28 April – 2 May
“Scouse women are like swans beautiful, but you don’t fuck with them”
Two worlds collide as Scouser Jade Franks retells, with sharp wit and brutal honesty, her experience of navigating Cambridge University as a working class fresher.
As Franks unpacks with the cultural codes of an exclusive institution built to exclude people like her, the show candidly spotlights the absurdities of Britain’s class system.
Franks walks us through a depressing picture of social exclusion and class prejudice – and yet, I feel like I’ve just been sat with a pint and a good friend. I wasn’t surprised about the elitist world that Jade was navigating, I felt it too going to a Red-brick university with my comprehensive school education but it felt liberating to laugh at it.
What the story slightly lacks in original subject matter, Franks more than makes up for in her gregarious, authentic personality and quick wit. Quips like “What in the Hugh Grant was that?” had me laughing out loud. It’s the tone of Frank’s piece that makes it so enjoyable.

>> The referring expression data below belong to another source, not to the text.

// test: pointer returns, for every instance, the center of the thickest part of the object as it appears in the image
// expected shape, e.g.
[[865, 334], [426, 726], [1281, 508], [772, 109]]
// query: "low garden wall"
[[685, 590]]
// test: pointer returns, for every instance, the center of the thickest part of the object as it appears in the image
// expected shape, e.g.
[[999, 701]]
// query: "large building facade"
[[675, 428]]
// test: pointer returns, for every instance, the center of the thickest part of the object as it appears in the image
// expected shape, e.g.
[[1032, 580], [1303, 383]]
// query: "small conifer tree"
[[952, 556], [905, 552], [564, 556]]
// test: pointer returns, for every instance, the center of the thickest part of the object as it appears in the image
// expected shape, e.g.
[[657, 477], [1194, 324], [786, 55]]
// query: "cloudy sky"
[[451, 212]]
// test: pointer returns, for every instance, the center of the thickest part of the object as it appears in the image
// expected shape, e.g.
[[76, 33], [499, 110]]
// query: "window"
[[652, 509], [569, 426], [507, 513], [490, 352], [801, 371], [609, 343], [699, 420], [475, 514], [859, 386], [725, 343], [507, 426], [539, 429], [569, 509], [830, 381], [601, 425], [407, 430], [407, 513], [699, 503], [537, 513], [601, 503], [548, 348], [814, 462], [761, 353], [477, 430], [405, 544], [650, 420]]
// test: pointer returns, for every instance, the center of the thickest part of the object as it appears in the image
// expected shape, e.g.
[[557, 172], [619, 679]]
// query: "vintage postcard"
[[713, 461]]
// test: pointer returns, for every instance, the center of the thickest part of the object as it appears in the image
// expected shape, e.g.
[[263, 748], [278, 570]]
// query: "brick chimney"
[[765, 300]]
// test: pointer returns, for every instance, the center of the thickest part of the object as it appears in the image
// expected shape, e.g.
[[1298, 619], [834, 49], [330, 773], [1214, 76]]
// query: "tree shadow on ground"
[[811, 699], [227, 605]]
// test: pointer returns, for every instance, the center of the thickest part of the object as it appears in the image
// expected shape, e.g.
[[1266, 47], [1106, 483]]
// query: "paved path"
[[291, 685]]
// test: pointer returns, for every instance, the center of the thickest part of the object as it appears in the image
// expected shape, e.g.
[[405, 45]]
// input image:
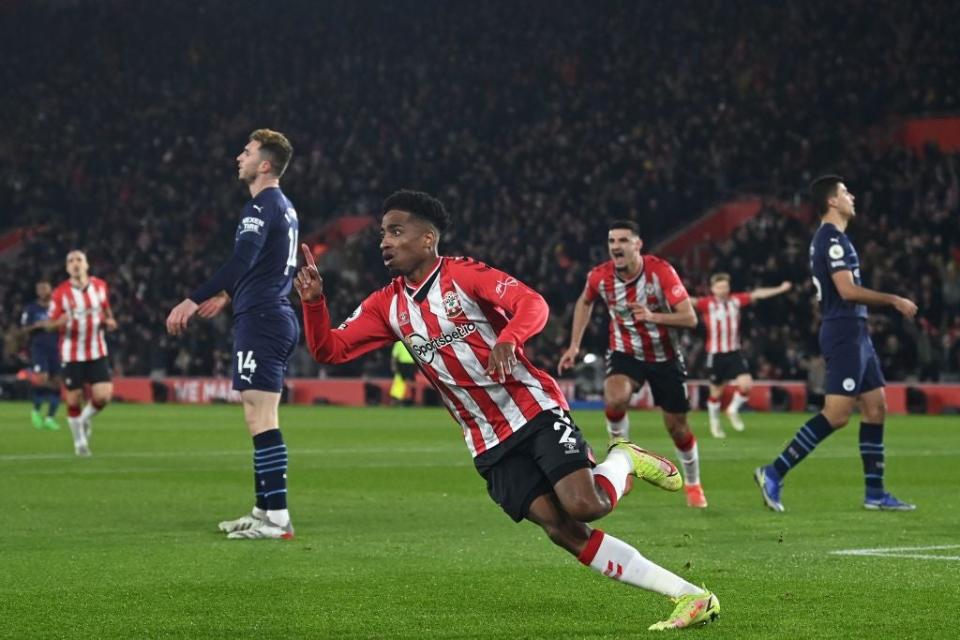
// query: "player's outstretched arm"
[[683, 315], [850, 291], [582, 310], [762, 293]]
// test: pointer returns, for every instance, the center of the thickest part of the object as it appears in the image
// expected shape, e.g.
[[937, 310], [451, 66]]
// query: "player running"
[[853, 369], [44, 358], [647, 304], [258, 278], [466, 324], [80, 309], [725, 362]]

The show’s most devastating moment comes when Jade, forced by economic necessity to secretly take a job cleaning, is caught scrubbing her boyfriend’s room only for her colleague to be referred to, without irony, as “the help”.
Another, when her sister comes to visit and Jade, now herself integrated into Cambridge society, with its theatrical and archaic rituals, is suddenly reminded of how this new world might threaten the relationships of her past.
Structurally I felt we were slightly building towards a climax that didn’t necessarily come and perhaps Frank’s light-hearted nature ultimately caused a slight lack of depth. At points, the stakes didn’t necessarily feel high enough. Perhaps a deeper understanding of her motivations for going to Cambridge could’ve helped.
Overall Eat The Rich (But Maybe Not Me Mates x) is a lesson in how class isn’t just what’s in your bank account, it’s culturally woven into us through the environments of our upbringing: It’s the family dinner parties and, as Franks reminds us: the books in our family home. It’s our accent and even our name.
Franks does a stellar job of reminding us that these barriers still exist and that some of us must work considerably harder than others to clear them.